How it works

Oesophageal Doppler Monitoring measures central blood flow directly by way of a Doppler ultrasound probe. In addition the device takes the standard Arterial Blood Pressure (ABP) measurement and calculates a range of Pressure-Based Parameters. It is unique in that it can take the Cardiac Output as measured by Doppler flow to calibrate a Pulse Contour Analysis (PCA) algorithm. This provides secondary pressure-based measures of Stroke Volume and Cardiac Output as well as new flow and pressure combined parameters.

By combining both flow and pressure-based measurements, the system allows the user to quickly and simply calibrate and recalibrate from the Doppler flow-based measurements of Cardiac Output. This minimises the inherent weaknesses of PCA systems.

Access the Training Workbook for a deeper understanding of how to use this technology.

Flow and Pressure Monitoring Modes

The user interface provides two screens for Flow Monitoring Mode and Pressure Monitoring Mode.

Users selecting Pressure Monitoring Mode initially calibrate the parameters by pressing the calibrate button. In a matter of seconds the proven Liljestrand and Zander Pulse Pressure Waveform Analysis algorithm is calibrated from the current flow-based Cardiac Output.

Pulse Contour Analysis (PCA)

PCA is a group of methods which use Arterial Blood Pressure (ABP) as a means of estimating Cardiac Output. The techniques have been called Pulse Contour Analysis, Pulse Pressure Analysis and Pulse Power Analysis, however all are variations in their approach to use ABP to estimate flow. Any measure from the artery includes the changes in pressure associated with changes in arterial function (compliance, impedance etc). Pressure-based estimates of Cardiac Output are inherently limited by confounding blood pressure changes which may accompany actual output flow staying the same or decreasing.

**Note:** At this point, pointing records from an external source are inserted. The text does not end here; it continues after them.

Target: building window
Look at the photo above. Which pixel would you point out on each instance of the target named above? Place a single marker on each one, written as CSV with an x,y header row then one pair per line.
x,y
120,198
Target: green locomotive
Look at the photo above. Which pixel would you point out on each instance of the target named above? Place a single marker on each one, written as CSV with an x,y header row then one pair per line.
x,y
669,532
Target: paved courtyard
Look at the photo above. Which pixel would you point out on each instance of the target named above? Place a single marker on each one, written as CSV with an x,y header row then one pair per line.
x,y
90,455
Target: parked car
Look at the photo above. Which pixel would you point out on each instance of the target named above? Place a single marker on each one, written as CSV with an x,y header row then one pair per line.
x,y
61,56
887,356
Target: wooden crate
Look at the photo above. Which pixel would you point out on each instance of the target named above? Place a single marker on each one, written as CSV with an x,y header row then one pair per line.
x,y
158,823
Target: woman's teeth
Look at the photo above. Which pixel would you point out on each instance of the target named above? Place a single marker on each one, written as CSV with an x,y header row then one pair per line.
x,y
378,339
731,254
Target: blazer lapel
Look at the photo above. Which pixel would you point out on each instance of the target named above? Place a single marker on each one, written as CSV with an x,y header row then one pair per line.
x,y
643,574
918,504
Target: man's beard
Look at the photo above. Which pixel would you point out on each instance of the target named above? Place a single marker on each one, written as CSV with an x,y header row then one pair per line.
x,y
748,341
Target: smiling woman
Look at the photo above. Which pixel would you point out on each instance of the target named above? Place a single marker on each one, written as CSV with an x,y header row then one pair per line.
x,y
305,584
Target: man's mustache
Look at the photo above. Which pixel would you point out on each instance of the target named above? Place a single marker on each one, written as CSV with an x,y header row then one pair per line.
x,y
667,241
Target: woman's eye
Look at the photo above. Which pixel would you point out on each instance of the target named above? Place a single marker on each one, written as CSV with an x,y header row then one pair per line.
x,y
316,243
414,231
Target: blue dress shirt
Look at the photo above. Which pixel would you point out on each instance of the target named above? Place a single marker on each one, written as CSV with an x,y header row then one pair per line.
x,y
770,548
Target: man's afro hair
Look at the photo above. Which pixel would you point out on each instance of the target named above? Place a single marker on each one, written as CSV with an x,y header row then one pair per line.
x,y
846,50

Physiologic or therapeutic changes in vessel diameter are assumed to reflect changes in flow. Pulse Pressure (PP) methods measure the combined performance of the heart and the vessels thus limiting the application of PP methods for measurement of flow. This has to be compensated for by regular calibration of the waveform to another flow measurement method (such as Doppler) and then monitoring the PP waveform. Recalibration is recommended after changes in patient position, therapy or condition, including known or suspected arterial compliance changes.

These methods use characteristics of the pulse pressure waveform to calculate aspects of heart function. The basic Pulse Contour method provides the following information; a. relates to myocardial contractility (similar to Mean Acceleration from Doppler), b. the area under the curve can be calibrated against another source of cardiac output to estimate cardiac output, c. systolic time (similar to Flow Time from Doppler), d. diastolic time.


Uncalibrated pulse pressure devices utilise an algorithm that is based on the principle that pulse pressure is proportional to Stroke Volume(SV). The algorithm uses statistical analysis of the arterial pressure wave to generate an estimate of stroke volume. These systems use a multivariate polynomial equation that continuously quantifies arterial compliance and vascular resistance. By analysing the shape of the arterial pressure waveform, the effect of vascular tone is assessed allowing calculation of SV and Cardiac Output is then derived.

All PCA systems have limitations in that measurement of pressure in the artery to calculate the flow in the heart is physiologically irrational, simply pressure and flow do not necessarily rise and fall together and often are in opposition. For example, as impedance increases pressure may rise and flow may fall.

The dynamic variables SVV and PPV displayed with arterial pressure monitoring is also limited to patients with an invasive arterial line, who are fully mechanically ventilated, with closed chest, a tidal volume of >7-8 ml/Kg, are in sinus rhythm. Changing the patient’s position or altering PEEP or tidal volumes may alter the ‘cut off’ or ‘grey zone’ threshold.